Sono le dieci in punto, giusto un quarto d’ora in ritardo sull’orario previsto, quando dalle casse prorompe un rullare di tamburi e un canto degli indiani d’America. Sul palco, parte degli amplificatori sono coperti da bandiere americane e non sai bene come intenderle, se come un attestato di appertenenza o se il bottino di qualche scorreria da film western. Anche l’asta del microfono è adornata con delle stoffe colorate, le quali concorrono a costruire un immaginario visivo ben preciso, poi accresciuto dal look a metà tra il cowboy urbano e il mezzosangue indiano con cui David Eugene Edwards si presenta sul palco, tutto in jeans, cappellaccio con piuma e crocifisso gigante in bella vista.

Non fa in tempo a spegnersi l’eco dei tamburi che la band va subito all’assalto degli ascoltatori con Hiss e, da qui in poi, ci saranno ben pochi momenti di respiro. Con Ewards ci sono gli stessi musicisti dell’ultimo album, Star Treatment, ovvero il chitarrista Chuck French, il bassista Neil Keener e il batterista Ordy Garrison. Si è detto da più parti che questa è la versione più violenta e distorta dei Wovenhand e c’è del vero in questa sentenza. French pare uscito da una band hardcore e come chitarrista non è certo uno che ricerca il tratteggio fine, lasciando a Edwards stesso il compito di pennellare le parti soliste, e prendendosi lui il compito di mantenere alto il livello di tensione elettrica, concorrendo inoltre ai cori come seconda voce. Più in vista la sezione ritmica, con un Garrison davvero portentoso e dinamico dietro ai tamburi e un Keener a dir poco squassante, visto che il suo basso viene usato, più che per delineare delle vere linee di basso, per apportare una continua e montante onda metallica, ai confini del doom, cosa che non poco ha caratterizzato il suono continuamente ronzante di tutta la band.

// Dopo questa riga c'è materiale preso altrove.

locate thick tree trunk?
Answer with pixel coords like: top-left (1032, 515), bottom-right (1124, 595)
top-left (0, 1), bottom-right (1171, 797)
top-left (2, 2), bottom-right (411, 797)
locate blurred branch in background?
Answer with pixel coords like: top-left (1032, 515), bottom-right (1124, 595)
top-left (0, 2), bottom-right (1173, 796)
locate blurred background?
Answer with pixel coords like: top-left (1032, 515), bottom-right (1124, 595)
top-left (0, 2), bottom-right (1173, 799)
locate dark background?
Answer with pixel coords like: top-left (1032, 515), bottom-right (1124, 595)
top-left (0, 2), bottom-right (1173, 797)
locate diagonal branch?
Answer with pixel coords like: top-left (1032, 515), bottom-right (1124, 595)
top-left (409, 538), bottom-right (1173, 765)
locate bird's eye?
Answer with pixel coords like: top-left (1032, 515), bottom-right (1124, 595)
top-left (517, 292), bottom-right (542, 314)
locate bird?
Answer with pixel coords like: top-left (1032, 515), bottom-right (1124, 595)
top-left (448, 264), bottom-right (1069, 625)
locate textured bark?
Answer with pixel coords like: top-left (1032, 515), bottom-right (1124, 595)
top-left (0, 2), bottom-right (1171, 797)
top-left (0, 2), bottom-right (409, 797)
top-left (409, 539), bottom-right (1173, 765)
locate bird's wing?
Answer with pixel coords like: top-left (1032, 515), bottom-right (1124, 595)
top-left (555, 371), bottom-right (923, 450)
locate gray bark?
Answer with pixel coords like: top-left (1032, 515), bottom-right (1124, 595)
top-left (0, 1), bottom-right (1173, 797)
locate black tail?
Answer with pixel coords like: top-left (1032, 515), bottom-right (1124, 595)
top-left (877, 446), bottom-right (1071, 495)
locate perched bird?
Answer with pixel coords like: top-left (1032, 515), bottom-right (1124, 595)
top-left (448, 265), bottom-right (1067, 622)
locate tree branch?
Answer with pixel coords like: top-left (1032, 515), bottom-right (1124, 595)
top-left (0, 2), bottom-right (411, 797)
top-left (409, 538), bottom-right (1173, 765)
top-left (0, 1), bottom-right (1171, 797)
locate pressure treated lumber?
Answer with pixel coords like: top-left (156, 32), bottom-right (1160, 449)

Il folk, sia pur sui generis, che fu dei Sixteen Horsepower e di buona parte della carriera dei Wovenhand, pare un lontano ricordo. Da tempo Edwards, dopo averne disseminato degli indizi a partire da Ten Stones del 2008, ha abbracciato un del tutto differente tipo di suono, più d’impatto, ancor più febbrile che in passato, in cui la dimensione mistica e spirituale rimane in evidenza, ma ora passa attraverso un rituale fatto di dolore, di violenza sonora, come se ci si trovasse di fronte ad un percorso di espiazione.

Nessun tuffo nel passato in questa serata, con una scaletta tutta basata sugli ultimi due dischi, unica eccezione la King O King sputata in chiusura, tratta dal disco subito precedente, The Laughing Stalk. David Eugene Edwards rimane un frontman naturalmente carismatico, spiritato, perso in chissà quale trascendentale visione. La sua voce svetta lirica e dona pathos a canzoni che si profilano come tempeste elettriche, anche quando al posto della chitarra imbraccia un bouzouki. Se un appunto si può fare è solo quello di trovarsi di fronte ad un monolite quasi inscalfibile, in cui le differenze fra i vari pezzi si assottigliano e diventa difficile distinguerne uno dall’altro. Ma è un problema di poco conto per il sottoscritto, perché il concerto, pezzo dopo pezzo, si profila come un unico flusso incessante, come una folgore epica che attraversa l’anima e scuote il corpo, come una staffilata di rumore che attraverso il ritmo si fa pulsante onda che spinge il pubblico a muoversi all’unisono, in una sorta di comunione collettiva.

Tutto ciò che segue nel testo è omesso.